Secretary Brown's “Offset Strategy” emphasized new intelligence, surveillance, and reconnaissance (ISR) platforms, improvements in precision-guided weapons, stealth technology, and space-based military communications and navigation. These initiatives were guided by a long-range research and development plan for component technologies and systems led by DARPA.

Key resulting systems include the Airborne Warning and Control System (AWACS) found on the E-2s and E-3s, the F-117 stealth fighter and its successors, modern precision-guided munitions, the Global Positioning System (GPS), and improved reconnaissance, communications, and battle management. Although the U.S. never used Offset Strategy's technologies against the Soviet forces, they directly led to the ease with which the United States expelled Iraqi Forces from Kuwait during Desert Storm. Some historians and military analysts treat the Cold War Offset Strategy as a source of a new "American Way of War" which redirected American military innovation toward a new era of persistent conflict and hybrid wars.

==Third Offset Strategy==
A Third Offset Strategy is associated with the Defense Innovation Initiative announced by Secretary of Defense Chuck Hagel at the 2014 Reagan Defense Forum, and U.S. strengths in particular technologies and warfighting domains to offset growing disadvantages U.S. forces face against anti-access/area denial (A2/AD) systems.

The Defense Department's Third Offset Strategy, which seeks to outmaneuver advantages made by top adversaries primarily through technology, is at heart based on the time-honored military concepts of being able to win a war if necessary but also having enough capability to deter one. The U.S. Department of Defense's Defense Innovation Initiative was announced in November 2014. A core component of the initiative is the formation of a Long-Range Research and Development Planning Program that will purportedly target several promising technology areas, including robotics and system autonomy, miniaturization, big data, and advanced manufacturing, while also seeking to improve the U.S. military's collaboration with innovative private sector enterprises.

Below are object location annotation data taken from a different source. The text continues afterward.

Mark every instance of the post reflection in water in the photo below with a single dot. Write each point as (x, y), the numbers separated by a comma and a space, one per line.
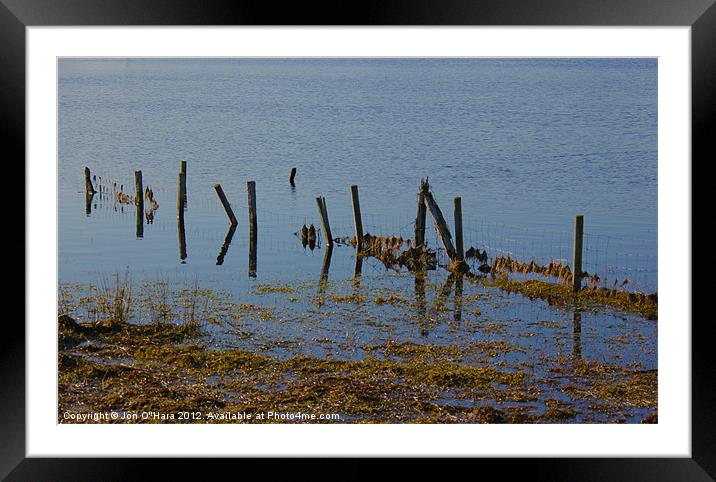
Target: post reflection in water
(88, 203)
(458, 297)
(420, 301)
(252, 256)
(324, 274)
(225, 246)
(358, 270)
(140, 219)
(182, 238)
(577, 334)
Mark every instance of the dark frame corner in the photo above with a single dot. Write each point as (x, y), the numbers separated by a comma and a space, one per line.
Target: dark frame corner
(16, 15)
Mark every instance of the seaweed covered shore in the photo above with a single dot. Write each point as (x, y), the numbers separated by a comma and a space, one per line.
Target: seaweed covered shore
(169, 366)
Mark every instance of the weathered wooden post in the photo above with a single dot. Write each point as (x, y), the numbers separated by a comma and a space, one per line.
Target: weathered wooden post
(358, 269)
(182, 239)
(460, 250)
(139, 203)
(253, 228)
(577, 334)
(225, 203)
(180, 218)
(225, 246)
(420, 218)
(578, 245)
(182, 170)
(88, 203)
(139, 196)
(458, 297)
(89, 188)
(357, 218)
(180, 196)
(326, 266)
(440, 224)
(323, 211)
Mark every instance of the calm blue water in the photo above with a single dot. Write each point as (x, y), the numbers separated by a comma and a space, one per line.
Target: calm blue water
(526, 143)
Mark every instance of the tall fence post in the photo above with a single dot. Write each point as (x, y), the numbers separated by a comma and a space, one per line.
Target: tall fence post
(357, 218)
(323, 211)
(578, 245)
(89, 188)
(420, 218)
(440, 225)
(139, 202)
(225, 203)
(180, 196)
(253, 227)
(180, 218)
(458, 229)
(182, 170)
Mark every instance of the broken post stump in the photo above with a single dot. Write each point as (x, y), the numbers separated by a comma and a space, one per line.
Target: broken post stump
(357, 217)
(253, 227)
(89, 188)
(225, 203)
(182, 170)
(459, 248)
(323, 211)
(577, 261)
(420, 217)
(440, 224)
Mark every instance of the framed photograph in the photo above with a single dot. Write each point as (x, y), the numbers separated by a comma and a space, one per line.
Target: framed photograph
(434, 231)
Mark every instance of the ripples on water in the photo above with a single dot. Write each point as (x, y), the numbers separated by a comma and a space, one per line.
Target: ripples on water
(526, 143)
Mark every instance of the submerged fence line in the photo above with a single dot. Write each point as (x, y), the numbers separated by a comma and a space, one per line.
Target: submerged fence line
(606, 260)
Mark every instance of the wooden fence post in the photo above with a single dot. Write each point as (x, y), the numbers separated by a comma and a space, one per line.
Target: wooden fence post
(323, 211)
(139, 203)
(225, 203)
(357, 218)
(440, 225)
(460, 250)
(182, 170)
(89, 188)
(420, 218)
(180, 196)
(253, 228)
(578, 245)
(225, 246)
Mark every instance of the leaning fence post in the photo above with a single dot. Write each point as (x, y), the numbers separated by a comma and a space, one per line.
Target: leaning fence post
(89, 188)
(182, 170)
(440, 225)
(180, 196)
(253, 228)
(357, 217)
(139, 202)
(420, 218)
(578, 244)
(323, 211)
(225, 203)
(458, 229)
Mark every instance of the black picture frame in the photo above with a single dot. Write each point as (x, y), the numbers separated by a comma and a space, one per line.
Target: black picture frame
(16, 15)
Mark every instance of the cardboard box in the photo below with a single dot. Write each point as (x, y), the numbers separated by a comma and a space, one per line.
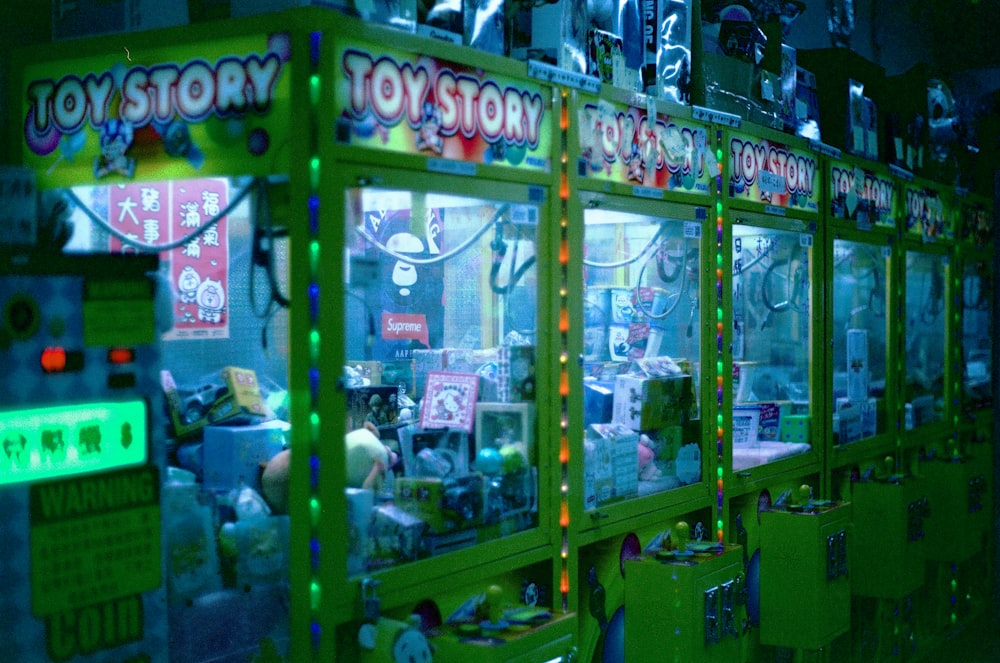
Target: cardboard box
(232, 455)
(232, 397)
(444, 505)
(395, 537)
(834, 70)
(645, 403)
(611, 465)
(598, 401)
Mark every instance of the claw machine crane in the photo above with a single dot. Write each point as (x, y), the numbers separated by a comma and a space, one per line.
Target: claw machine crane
(641, 176)
(177, 148)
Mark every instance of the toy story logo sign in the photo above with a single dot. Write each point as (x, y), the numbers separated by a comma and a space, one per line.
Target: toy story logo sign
(767, 172)
(861, 195)
(416, 104)
(168, 120)
(625, 144)
(926, 214)
(164, 213)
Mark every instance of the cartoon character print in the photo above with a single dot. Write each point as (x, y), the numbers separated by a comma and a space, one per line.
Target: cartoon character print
(90, 439)
(116, 138)
(429, 131)
(411, 646)
(53, 445)
(187, 284)
(15, 449)
(211, 300)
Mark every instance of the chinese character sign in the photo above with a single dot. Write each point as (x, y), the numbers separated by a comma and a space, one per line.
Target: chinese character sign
(164, 213)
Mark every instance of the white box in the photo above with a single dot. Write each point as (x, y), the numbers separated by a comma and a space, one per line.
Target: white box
(858, 379)
(611, 465)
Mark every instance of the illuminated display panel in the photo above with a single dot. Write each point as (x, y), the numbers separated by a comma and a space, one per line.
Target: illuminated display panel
(66, 440)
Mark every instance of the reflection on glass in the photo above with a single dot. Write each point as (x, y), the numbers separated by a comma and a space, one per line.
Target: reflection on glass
(440, 374)
(925, 338)
(641, 354)
(977, 334)
(859, 340)
(771, 357)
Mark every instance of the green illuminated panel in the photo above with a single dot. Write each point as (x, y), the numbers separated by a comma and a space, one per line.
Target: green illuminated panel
(64, 440)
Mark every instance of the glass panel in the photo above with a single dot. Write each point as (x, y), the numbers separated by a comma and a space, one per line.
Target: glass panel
(977, 334)
(440, 340)
(859, 340)
(771, 355)
(925, 338)
(641, 353)
(224, 350)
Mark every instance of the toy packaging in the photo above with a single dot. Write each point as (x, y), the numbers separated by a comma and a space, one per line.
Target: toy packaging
(483, 25)
(666, 71)
(231, 397)
(232, 455)
(440, 19)
(611, 464)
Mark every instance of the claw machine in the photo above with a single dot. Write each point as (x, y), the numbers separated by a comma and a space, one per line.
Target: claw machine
(174, 153)
(435, 344)
(776, 502)
(641, 176)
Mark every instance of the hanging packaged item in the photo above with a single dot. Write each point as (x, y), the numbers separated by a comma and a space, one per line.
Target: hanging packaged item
(666, 71)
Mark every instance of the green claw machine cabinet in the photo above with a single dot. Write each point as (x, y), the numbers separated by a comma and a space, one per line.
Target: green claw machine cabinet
(771, 485)
(641, 177)
(178, 148)
(958, 474)
(436, 353)
(863, 213)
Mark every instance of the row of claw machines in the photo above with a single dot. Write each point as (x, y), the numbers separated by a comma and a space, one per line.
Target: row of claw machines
(334, 343)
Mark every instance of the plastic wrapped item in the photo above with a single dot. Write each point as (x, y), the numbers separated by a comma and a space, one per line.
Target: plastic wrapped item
(483, 22)
(666, 69)
(440, 19)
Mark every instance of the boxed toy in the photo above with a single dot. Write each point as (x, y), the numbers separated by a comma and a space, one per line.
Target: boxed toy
(377, 404)
(611, 464)
(360, 502)
(850, 120)
(395, 537)
(444, 505)
(552, 32)
(232, 455)
(232, 397)
(642, 402)
(598, 401)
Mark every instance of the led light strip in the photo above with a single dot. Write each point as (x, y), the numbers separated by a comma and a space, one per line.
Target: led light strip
(720, 377)
(313, 205)
(564, 354)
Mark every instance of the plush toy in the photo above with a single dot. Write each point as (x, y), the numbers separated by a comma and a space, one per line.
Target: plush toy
(648, 470)
(274, 481)
(368, 459)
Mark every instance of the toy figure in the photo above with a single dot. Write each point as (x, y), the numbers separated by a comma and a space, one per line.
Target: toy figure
(648, 470)
(429, 131)
(116, 138)
(368, 460)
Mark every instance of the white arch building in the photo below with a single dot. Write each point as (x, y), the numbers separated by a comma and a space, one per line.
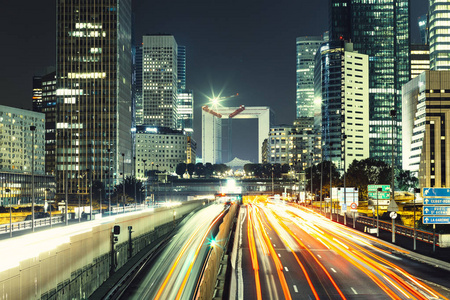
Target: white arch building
(212, 128)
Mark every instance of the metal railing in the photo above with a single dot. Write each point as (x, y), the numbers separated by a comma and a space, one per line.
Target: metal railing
(421, 235)
(24, 225)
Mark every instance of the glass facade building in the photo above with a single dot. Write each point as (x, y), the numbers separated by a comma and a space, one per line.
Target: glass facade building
(93, 74)
(159, 80)
(439, 34)
(306, 50)
(381, 30)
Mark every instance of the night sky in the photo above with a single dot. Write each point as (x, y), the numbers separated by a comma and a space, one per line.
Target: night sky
(237, 46)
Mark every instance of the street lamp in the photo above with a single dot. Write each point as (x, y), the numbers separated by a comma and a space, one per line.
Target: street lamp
(415, 232)
(331, 179)
(311, 165)
(33, 129)
(393, 114)
(123, 178)
(10, 212)
(134, 173)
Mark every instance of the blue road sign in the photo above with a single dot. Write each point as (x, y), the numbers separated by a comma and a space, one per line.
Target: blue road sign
(436, 210)
(436, 201)
(436, 192)
(436, 220)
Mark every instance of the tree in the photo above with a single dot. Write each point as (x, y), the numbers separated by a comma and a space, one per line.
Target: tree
(190, 168)
(406, 180)
(181, 169)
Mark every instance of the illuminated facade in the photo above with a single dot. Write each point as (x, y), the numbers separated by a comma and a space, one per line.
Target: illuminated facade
(47, 105)
(93, 93)
(420, 59)
(426, 128)
(439, 34)
(342, 84)
(379, 29)
(306, 51)
(16, 140)
(162, 149)
(159, 80)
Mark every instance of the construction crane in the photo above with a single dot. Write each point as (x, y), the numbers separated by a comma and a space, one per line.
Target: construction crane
(215, 101)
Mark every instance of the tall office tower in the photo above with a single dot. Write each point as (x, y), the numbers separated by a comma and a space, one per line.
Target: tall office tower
(342, 84)
(439, 34)
(379, 29)
(420, 59)
(306, 50)
(93, 93)
(47, 105)
(422, 21)
(185, 101)
(159, 80)
(426, 133)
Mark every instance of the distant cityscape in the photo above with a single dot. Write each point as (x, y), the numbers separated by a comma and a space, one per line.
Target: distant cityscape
(114, 109)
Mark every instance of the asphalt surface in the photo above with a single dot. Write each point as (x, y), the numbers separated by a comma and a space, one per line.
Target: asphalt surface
(293, 253)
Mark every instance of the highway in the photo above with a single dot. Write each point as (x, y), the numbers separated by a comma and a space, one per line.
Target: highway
(291, 252)
(175, 272)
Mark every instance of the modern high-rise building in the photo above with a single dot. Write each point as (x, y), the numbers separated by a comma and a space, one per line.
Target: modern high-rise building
(185, 100)
(381, 30)
(342, 84)
(159, 80)
(306, 51)
(420, 59)
(46, 104)
(422, 21)
(426, 128)
(439, 34)
(93, 107)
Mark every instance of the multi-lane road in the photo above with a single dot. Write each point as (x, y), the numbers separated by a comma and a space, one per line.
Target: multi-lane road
(175, 274)
(290, 252)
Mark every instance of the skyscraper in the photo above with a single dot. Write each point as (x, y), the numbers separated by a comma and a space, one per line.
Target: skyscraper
(306, 50)
(381, 30)
(439, 34)
(159, 80)
(341, 82)
(93, 93)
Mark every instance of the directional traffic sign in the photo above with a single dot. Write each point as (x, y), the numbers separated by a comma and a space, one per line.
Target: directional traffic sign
(381, 195)
(436, 201)
(436, 192)
(374, 187)
(436, 210)
(436, 220)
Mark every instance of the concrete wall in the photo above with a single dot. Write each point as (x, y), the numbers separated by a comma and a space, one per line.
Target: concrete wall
(76, 268)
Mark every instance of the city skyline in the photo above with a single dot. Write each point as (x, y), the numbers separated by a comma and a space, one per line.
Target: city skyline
(247, 48)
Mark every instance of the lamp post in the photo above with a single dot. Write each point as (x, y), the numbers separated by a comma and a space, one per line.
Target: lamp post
(134, 173)
(10, 212)
(378, 228)
(311, 165)
(415, 232)
(345, 187)
(146, 179)
(393, 114)
(33, 129)
(46, 191)
(123, 178)
(321, 177)
(331, 186)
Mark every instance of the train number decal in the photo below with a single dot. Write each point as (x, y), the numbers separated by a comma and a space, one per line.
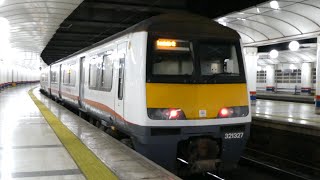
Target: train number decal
(237, 135)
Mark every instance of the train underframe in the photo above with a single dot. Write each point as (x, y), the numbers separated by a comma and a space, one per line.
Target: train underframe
(182, 150)
(193, 150)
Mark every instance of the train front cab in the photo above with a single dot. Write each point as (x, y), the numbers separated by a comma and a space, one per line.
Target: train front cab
(197, 105)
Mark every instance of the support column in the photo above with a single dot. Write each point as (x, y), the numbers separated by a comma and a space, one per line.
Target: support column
(317, 98)
(306, 78)
(251, 58)
(270, 78)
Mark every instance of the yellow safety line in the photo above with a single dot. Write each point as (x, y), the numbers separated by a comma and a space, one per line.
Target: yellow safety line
(294, 118)
(92, 167)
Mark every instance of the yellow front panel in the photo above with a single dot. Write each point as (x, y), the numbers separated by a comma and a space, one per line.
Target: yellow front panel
(192, 98)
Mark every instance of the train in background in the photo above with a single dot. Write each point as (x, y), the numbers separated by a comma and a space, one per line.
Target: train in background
(11, 75)
(174, 84)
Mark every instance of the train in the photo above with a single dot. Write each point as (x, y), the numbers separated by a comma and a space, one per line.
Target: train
(175, 84)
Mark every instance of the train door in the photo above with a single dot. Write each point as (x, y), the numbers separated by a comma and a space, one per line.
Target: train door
(60, 80)
(49, 80)
(119, 100)
(81, 80)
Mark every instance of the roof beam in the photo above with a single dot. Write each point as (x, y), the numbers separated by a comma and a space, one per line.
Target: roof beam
(129, 7)
(95, 23)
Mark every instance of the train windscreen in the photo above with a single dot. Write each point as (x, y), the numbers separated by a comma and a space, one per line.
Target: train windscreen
(194, 61)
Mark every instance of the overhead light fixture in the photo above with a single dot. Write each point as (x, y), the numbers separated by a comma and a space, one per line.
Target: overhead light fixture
(274, 4)
(258, 10)
(294, 45)
(222, 21)
(274, 54)
(292, 67)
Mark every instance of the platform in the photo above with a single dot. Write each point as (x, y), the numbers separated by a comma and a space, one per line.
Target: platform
(286, 97)
(291, 116)
(29, 149)
(31, 144)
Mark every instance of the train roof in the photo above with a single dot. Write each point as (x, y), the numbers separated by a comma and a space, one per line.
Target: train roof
(180, 24)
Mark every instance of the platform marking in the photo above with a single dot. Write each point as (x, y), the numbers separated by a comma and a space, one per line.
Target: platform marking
(46, 173)
(91, 166)
(294, 118)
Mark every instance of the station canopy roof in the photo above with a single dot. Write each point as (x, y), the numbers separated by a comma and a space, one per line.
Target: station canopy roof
(265, 24)
(28, 25)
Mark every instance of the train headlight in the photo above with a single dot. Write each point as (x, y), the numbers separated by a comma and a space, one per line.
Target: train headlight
(237, 111)
(166, 114)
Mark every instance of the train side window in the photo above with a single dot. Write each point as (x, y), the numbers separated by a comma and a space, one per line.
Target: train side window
(53, 76)
(65, 77)
(69, 75)
(107, 73)
(72, 75)
(121, 77)
(93, 74)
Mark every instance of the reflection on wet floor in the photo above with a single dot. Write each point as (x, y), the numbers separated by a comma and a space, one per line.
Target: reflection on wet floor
(29, 149)
(289, 111)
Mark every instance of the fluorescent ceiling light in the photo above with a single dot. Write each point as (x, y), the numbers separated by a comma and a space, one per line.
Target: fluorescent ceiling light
(294, 45)
(274, 4)
(274, 54)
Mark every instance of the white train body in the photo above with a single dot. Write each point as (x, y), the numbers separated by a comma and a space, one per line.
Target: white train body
(110, 81)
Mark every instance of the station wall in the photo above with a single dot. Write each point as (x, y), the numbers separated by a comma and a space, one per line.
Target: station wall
(287, 78)
(11, 75)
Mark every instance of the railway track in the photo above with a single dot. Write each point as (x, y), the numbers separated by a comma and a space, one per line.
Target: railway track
(284, 168)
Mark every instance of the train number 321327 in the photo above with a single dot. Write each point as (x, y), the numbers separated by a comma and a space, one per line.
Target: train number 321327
(237, 135)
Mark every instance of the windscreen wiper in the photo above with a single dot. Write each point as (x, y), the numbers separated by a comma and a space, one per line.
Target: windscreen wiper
(213, 76)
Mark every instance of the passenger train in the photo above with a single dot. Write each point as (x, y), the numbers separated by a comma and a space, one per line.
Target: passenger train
(175, 84)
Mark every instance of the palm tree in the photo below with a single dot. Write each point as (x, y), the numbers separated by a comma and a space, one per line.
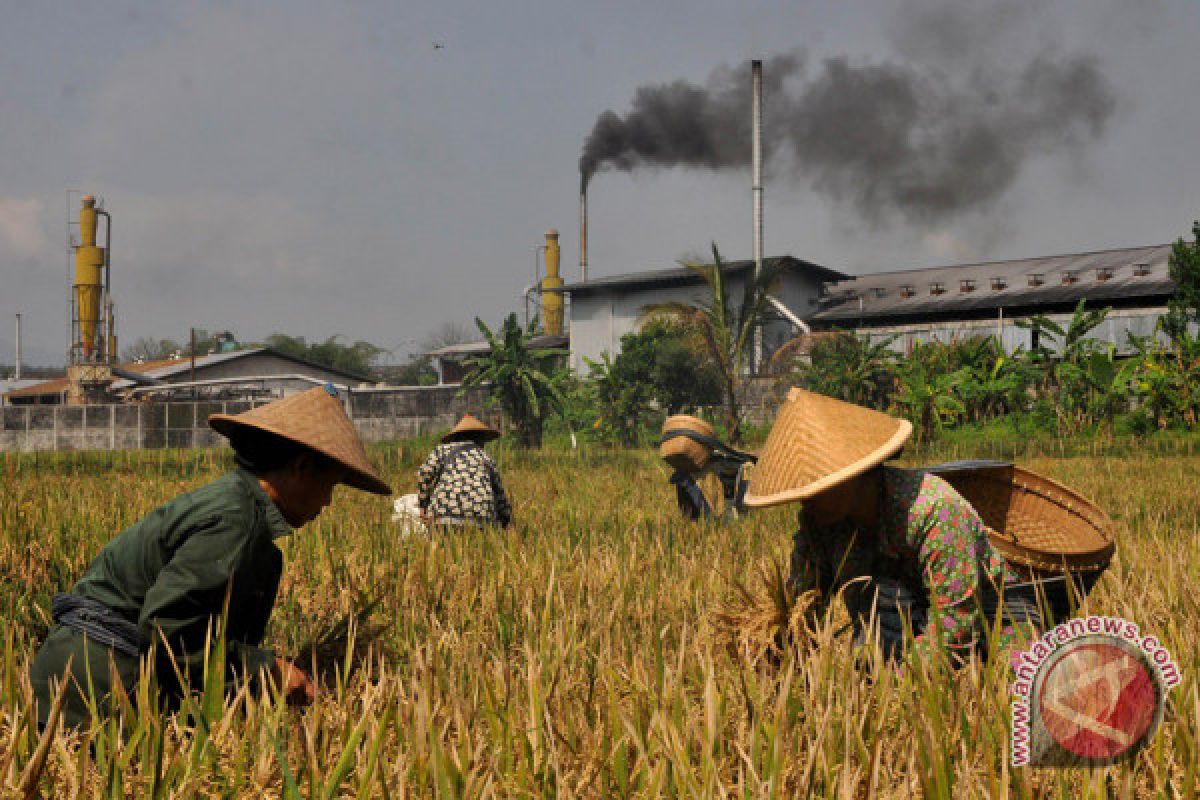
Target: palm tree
(726, 330)
(520, 379)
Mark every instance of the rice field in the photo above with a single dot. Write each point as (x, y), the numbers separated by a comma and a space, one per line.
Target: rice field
(585, 653)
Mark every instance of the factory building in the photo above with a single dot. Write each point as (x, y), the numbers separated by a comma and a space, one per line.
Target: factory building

The Center for Strategic and Budgetary Assessments released a report outlining the potential components of a Third Offset Strategy in October 2014, shortly before Secretary Hagel's announcement. The report emphasizes the development of next-generation power projection platforms like unmanned autonomous strike aircraft, the acceleration of the LRS-B, additional investments in undersea warfare systems like Unmanned Underwater Vehicles, and steps to reduce U.S. and partner vulnerability to the loss of space-based communications. The principles of the Third Offset Strategy were reflected in the 2018 National Defense Strategy.